Ana, volverás a escuchar
las piedras que contra tu ventana
lanzó la felicidad.

Tu no te dabas cuenta (o eso me hacías creer como una estratagema más de la coquetería) pero te observaba continuamente.

Me gustaba hacerlo así, como de soslayo y con disimulo (esa era una táctica innata del ritual del apareamiento y hasta del amor) porque captaba imágenes que, aún hoy, quedaban grabadas con la misma espontaneidad que tienen las cosas simples y maravillosas, como un atardecer o un baño en el mar.

Al igual que esas fotos robadas en que el gesto no tiene nada de fingido y las arrugas y las sonrisas destilan el encanto de la edad y se hacen inmortales.

Eran esos pequeños gestos cotidianos los que hacía que mi amor se acrecentase sin apenas darme cuenta e intentaba transmitirte, hacerte sentir en cada beso, cada caricia, cada orgasmo compartido.

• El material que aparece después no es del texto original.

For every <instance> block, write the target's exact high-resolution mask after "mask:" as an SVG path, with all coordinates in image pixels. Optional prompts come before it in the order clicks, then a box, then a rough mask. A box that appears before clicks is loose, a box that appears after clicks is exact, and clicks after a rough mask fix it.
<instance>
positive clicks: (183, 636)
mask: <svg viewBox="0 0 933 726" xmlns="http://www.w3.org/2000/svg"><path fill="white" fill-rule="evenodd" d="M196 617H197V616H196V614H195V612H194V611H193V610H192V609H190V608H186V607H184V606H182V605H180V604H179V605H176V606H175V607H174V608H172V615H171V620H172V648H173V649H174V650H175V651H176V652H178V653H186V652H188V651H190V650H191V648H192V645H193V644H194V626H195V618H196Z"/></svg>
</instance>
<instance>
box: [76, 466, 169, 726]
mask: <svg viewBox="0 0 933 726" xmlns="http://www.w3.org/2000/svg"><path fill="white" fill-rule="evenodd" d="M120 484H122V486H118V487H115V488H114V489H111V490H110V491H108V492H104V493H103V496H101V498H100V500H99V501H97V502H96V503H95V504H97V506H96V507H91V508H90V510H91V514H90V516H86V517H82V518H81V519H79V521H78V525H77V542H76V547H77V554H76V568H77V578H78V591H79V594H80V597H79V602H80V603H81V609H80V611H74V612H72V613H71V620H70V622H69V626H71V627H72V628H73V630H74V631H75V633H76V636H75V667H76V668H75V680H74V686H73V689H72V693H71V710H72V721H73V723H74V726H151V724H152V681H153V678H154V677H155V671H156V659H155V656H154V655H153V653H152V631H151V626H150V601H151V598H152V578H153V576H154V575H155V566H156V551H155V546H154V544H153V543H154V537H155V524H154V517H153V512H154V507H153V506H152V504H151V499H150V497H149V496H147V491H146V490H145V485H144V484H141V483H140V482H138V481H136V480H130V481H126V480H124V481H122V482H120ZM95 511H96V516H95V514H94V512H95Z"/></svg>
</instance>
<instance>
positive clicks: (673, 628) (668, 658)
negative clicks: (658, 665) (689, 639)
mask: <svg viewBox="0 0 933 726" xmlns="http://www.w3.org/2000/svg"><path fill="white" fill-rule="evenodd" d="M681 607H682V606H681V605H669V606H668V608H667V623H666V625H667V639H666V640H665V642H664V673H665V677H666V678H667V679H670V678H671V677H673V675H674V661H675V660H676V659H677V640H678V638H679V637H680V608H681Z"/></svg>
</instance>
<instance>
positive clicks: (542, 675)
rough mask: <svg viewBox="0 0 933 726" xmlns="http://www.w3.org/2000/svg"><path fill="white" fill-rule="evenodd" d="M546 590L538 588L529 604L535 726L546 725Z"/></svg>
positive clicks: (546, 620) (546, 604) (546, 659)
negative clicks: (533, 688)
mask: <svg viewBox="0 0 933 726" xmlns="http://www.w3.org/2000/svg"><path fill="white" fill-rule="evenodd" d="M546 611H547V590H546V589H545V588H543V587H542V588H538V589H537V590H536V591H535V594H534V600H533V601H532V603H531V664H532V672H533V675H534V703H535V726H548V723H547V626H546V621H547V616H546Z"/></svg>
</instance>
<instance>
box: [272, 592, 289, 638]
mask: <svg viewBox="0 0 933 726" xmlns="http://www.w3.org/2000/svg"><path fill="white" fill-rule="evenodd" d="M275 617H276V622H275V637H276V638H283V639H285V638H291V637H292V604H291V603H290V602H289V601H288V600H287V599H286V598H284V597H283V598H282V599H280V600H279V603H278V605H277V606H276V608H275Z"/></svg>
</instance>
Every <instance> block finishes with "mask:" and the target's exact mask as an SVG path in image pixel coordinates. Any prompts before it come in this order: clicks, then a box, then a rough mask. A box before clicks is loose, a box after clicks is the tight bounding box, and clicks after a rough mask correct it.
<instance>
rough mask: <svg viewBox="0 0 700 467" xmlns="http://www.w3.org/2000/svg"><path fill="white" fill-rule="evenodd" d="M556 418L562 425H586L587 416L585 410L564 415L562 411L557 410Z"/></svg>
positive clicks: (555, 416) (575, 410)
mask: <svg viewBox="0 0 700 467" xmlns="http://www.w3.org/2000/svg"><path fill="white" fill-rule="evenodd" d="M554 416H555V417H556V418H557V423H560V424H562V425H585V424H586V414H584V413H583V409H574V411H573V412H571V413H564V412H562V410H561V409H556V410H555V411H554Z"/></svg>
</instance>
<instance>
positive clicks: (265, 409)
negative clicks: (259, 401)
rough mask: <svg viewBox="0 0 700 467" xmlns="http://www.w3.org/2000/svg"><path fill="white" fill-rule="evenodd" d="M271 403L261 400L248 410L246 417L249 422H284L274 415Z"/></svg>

Siempre odiaré y daré gracias al cielo y al infierno por cada día que viviste lejos de mí: la excusa de que no me conocías me sabe a hueco y menos aún la de que nunca nos conoceremos.

Porque, a pesar de que no estaba allí (y vaya si estaba, mi amor) aquel primer beso contenía toda la saliva y las ganas de encontrarnos, más que sea ahora, justito ahora, en el momento exacto en que me muero de ganas de reconocer tu piel como una parte de mí, sabiendo que, por fin, llegaste.

Vale, me perdí ese baile, pero bésame igualmente y jamás se te ocurra acordarte de mí.